Although the completion of property transactions presents a challenge to the property market, it is important to note that 2024 was a slight improvement over the previous year. Compared to the first quarter of 2024 having a failure rate of 31%, the first quarter of 2023 saw a failure rate of an alarming 56%. Granted, this fell by the second quarter of 2023 to 24%, but it nevertheless points to the less volatile climate of the property market.

Zoopla has described buyers becoming more ‘price-sensitive’ in light of the prevailing high mortgage rates and the expected consequences of the Autumn Budget, yet 2024 underwent a ‘sustained recovery in housing sales’ when considering the 1.1 million properties sold during the year.
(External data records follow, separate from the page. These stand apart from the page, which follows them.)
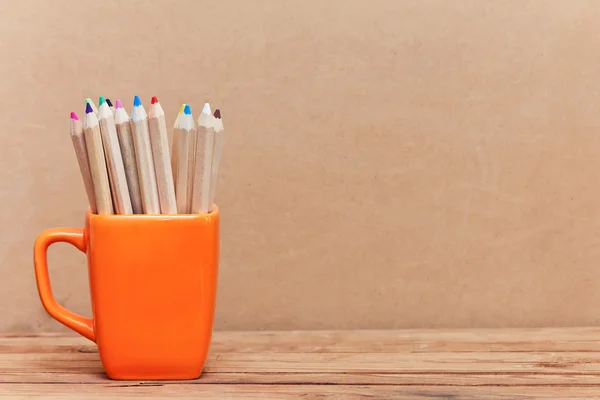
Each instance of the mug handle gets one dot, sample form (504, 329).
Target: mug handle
(74, 236)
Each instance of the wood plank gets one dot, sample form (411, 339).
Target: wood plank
(508, 363)
(209, 391)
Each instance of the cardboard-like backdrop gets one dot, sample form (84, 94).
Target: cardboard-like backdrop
(388, 163)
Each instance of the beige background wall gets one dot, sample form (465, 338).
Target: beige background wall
(389, 163)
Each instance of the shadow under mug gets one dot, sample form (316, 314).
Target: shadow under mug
(153, 284)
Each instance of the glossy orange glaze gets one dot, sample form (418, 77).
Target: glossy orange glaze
(153, 286)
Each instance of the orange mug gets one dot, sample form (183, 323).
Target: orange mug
(153, 284)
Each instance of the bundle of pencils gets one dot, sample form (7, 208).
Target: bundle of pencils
(127, 166)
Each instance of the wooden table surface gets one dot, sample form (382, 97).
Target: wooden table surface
(408, 364)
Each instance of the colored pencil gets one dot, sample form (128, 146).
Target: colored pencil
(93, 142)
(175, 147)
(184, 128)
(111, 106)
(91, 103)
(217, 151)
(203, 162)
(128, 154)
(78, 139)
(114, 160)
(159, 142)
(143, 155)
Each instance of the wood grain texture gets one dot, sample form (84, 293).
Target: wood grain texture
(414, 364)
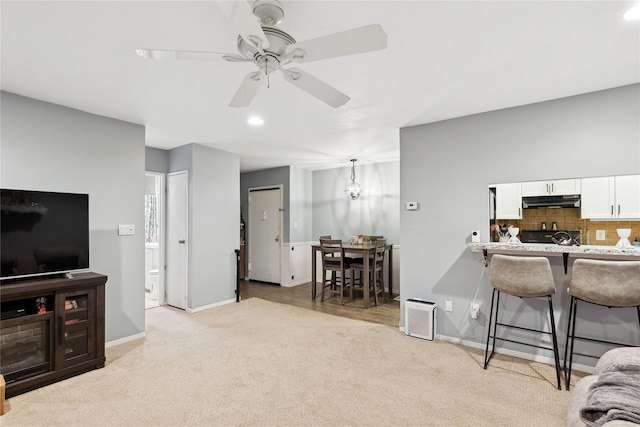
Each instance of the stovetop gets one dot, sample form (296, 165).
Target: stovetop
(544, 236)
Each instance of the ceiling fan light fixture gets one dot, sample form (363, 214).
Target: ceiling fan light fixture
(268, 12)
(353, 190)
(255, 121)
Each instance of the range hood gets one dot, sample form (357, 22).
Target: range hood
(565, 201)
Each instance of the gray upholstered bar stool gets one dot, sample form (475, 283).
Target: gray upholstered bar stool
(523, 277)
(613, 284)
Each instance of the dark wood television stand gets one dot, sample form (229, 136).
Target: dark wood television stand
(51, 329)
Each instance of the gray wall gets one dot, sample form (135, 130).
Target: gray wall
(156, 160)
(214, 221)
(215, 225)
(447, 167)
(53, 148)
(375, 212)
(300, 204)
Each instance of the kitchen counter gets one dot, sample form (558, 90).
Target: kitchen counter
(548, 249)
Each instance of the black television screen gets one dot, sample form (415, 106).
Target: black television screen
(43, 233)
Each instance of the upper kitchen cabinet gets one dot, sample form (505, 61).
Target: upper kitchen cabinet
(509, 201)
(611, 197)
(556, 187)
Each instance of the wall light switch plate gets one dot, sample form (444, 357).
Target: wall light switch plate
(126, 230)
(412, 206)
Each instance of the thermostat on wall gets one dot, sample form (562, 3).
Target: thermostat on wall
(126, 230)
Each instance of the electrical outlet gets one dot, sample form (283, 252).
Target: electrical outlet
(448, 305)
(475, 309)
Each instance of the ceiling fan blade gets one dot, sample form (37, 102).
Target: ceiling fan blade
(241, 16)
(163, 54)
(357, 40)
(315, 87)
(248, 90)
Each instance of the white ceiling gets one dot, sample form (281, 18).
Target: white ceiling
(444, 59)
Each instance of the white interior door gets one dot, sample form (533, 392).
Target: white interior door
(265, 238)
(176, 281)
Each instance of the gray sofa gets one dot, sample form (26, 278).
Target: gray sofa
(611, 396)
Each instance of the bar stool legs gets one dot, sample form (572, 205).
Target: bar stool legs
(492, 336)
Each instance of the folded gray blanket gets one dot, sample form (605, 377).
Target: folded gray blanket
(614, 396)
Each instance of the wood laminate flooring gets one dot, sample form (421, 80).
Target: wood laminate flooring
(386, 313)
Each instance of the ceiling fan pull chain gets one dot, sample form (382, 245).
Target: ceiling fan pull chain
(266, 68)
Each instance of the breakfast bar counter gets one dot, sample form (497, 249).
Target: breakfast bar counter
(548, 249)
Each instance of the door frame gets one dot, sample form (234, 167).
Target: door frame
(248, 240)
(161, 192)
(187, 237)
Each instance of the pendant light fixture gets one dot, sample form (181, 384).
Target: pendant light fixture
(353, 189)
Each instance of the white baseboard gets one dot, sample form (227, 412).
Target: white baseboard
(125, 339)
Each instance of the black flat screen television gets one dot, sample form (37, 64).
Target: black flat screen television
(42, 233)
This figure is expected to rise to 1.15 million in 2025, not least with the fourth quarter of 2024 seeing an increase of 21.5% more properties sold when compared to the first quarter.

Buyer demand has grown by 24% by the end of 2024, and the number of accumulative property listings in 2024 stands at 1,659,023. Moreover, the pace of property transactions has been accelerated to an average of 28 days, seven days quicker than during the first quarter of 2024.

Finally, mortgage approval rates have been gradually increasing over the past year, with the Bank of England approving 68,203 mortgages as of October 2024.

For these reasons, Angela Wallace, Operations Manager of TSPC, said that ‘it will be a slow start to 2025, but by early spring I expect to see growth in all areas of the housing market, with the possible exception of lower priced properties suitable for rent.’

Will Transaction Rates Improve This Year?

Overall, the present data indicates that market conditions are steadily improving and so too is buyer confidence. For while present mortgage rates continue to be less than ideal, they are increasingly becoming more accessible and therefore enabling consumers to participate in the property market, hence the rise in property sales that has occurred over 2024.

Colby Short, Chief Executive of GetAgent, argued that although the market continues to face a ‘challenging landscape’ due to ‘mortgage rates remaining significantly higher than they’ve become accustomed to,’ 64% of agents expect to see an increase in property sales in 2025.

But it’s important to remain cautious. Danny Luke, Managing Director at Quick Move Now, emphasised that ‘if inflation continues to rise, it’s going to make it very difficult for the Bank of England to justify further reductions in the base rate, which will undoubtedly impact mortgage interest rates throughout 2025 and moving into 2026.’

As such, the success of property transactions remains intimately tied to how market conditions unfold. Generally speaking, there is a sense that the success rate of property transactions will improve, though this is contingent on how the market develops over the coming year.